The studies presented above use a broad range of corpus-based methods, but what does their quantitative aspect bring to grammaticalization research? As pointed out at the beginning of this section, the works by Krug (2000, 2001) have quantified the marginality of modal auxiliaries in English, as well as studying their different uses. This has resulted in a clearer classification of what may be regarded as an emerging modal. Krug (2001: 309) has proposed that given the similar properties of the emerging modals under investigation, they should constitute an intermediate category on the verb-auxiliary cline. This illustrates that frequency- based approaches are particularly useful when dealing with gradual concepts, and can also help with classification. This is why chapter 5 focuses on the notion of grammaticalization as a gradual concept that can be approached by quantitative means. The aim is to have an empirical way of stating that an element is more grammaticalized than another, which can in turn also be used to classify elements as highly or lowly grammaticalized.

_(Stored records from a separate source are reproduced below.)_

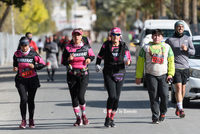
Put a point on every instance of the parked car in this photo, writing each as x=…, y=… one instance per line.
x=192, y=90
x=167, y=26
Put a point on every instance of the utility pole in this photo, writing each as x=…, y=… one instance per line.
x=12, y=19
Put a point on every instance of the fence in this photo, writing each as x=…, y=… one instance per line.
x=8, y=45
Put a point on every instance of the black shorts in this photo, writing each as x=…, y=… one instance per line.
x=32, y=82
x=181, y=76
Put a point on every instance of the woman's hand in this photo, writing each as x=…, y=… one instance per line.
x=138, y=81
x=15, y=69
x=128, y=62
x=31, y=65
x=71, y=57
x=87, y=61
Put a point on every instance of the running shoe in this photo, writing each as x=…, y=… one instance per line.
x=112, y=124
x=48, y=79
x=85, y=120
x=107, y=122
x=162, y=118
x=155, y=121
x=177, y=112
x=23, y=124
x=31, y=123
x=182, y=113
x=78, y=121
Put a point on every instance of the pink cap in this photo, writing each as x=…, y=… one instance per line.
x=77, y=31
x=115, y=30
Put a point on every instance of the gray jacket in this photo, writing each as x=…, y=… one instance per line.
x=181, y=56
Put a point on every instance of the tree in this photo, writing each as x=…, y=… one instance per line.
x=17, y=3
x=33, y=12
x=186, y=11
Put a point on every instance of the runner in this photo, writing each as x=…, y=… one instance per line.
x=182, y=46
x=113, y=53
x=159, y=67
x=51, y=49
x=32, y=44
x=26, y=80
x=76, y=57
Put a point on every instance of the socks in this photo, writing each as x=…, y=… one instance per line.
x=109, y=111
x=112, y=114
x=180, y=105
x=53, y=71
x=48, y=71
x=83, y=108
x=76, y=111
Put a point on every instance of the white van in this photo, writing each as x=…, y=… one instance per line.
x=167, y=26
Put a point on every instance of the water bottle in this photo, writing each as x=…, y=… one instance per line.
x=83, y=71
x=70, y=68
x=125, y=60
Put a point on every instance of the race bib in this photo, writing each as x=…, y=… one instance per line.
x=158, y=59
x=26, y=73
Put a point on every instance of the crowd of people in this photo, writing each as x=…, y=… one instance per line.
x=164, y=62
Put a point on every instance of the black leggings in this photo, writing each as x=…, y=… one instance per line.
x=27, y=88
x=77, y=87
x=114, y=90
x=27, y=95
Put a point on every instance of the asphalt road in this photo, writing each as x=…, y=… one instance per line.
x=54, y=113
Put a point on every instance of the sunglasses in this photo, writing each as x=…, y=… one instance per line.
x=115, y=34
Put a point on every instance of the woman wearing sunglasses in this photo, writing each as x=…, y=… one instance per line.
x=77, y=56
x=26, y=80
x=113, y=53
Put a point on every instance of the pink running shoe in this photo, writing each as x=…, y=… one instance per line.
x=31, y=123
x=85, y=120
x=23, y=124
x=78, y=122
x=177, y=112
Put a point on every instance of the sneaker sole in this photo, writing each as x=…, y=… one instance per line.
x=78, y=125
x=22, y=127
x=182, y=116
x=86, y=124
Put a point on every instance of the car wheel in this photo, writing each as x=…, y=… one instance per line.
x=173, y=98
x=186, y=102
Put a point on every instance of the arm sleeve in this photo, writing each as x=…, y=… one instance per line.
x=91, y=55
x=15, y=63
x=171, y=66
x=191, y=49
x=41, y=64
x=65, y=56
x=140, y=64
x=128, y=55
x=100, y=55
x=55, y=48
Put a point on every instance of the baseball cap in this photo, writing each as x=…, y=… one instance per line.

The use of large datasets is also a common feature of many of the studies mentioned in this section. Since the term large is somewhat subjective, it should be clarified that in the present case, it is used to describe datasets that could not be fully analysed manually and require automated means to be investigated. This type of data is particularly useful when testing general hypotheses regarding grammaticalization. Generalizations tend to be a delicate matter, since it is often easy to find counter-examples. Linguists sometimes use the term regularities instead (e.g. Traugott and Dasher 2001: 81-88, Diewald and Smirnova 2010). Testing generalizations is, to a large extent, testing whether they hold true for a large number of elements, and whether exceptions are in fact rather marginal. An example discussed previously was the investigation of the asymmetric priming hypothesis (section 2.4). Another example is the parallel reduction hypothesis (Bybee et al. 1994) which states that phonological reduction tends to occur in parallel to semantic reduction. Rhee (2003) was able to provide support for this hypothesis by using quantitative measurements of semantic generality, phonological reduction and grammaticalization (where degrees of grammaticalization were approximated by token frequency) for a set of 80 common English prepositions. This constitutes a larger set of elements than what could be dealt with using more qualitative means and is a more robust way to test generalizations such as the parallel reduction hypothesis (although this particular study tested this hypothesis on prepositions

exclusively). The present dissertation attempts to take a step in this direction with the hypothesized unidirectionality of grammaticalization (section 2.4) in chapter 6.

Most of the corpus-based studies discussed in this section use token frequency and patterns of collocations to investigate grammatical change, which further motivates the use of such variables in the present dissertation. In addition, many of these studies have investigated links between other quantifiable variables and grammatical change, which shows that having a quantitative measure of grammaticalization could facilitate such investigations. The next chapter illustrates how the links between the variables in the subsequent studies can be established by statistical means. The main methodological tools used in the dissertation are introduced, as well as the corpora from which the data has been retrieved. The main objective of the following chapter is to explain how the variables introduced in the present chapter are used to compute a grammaticalization score.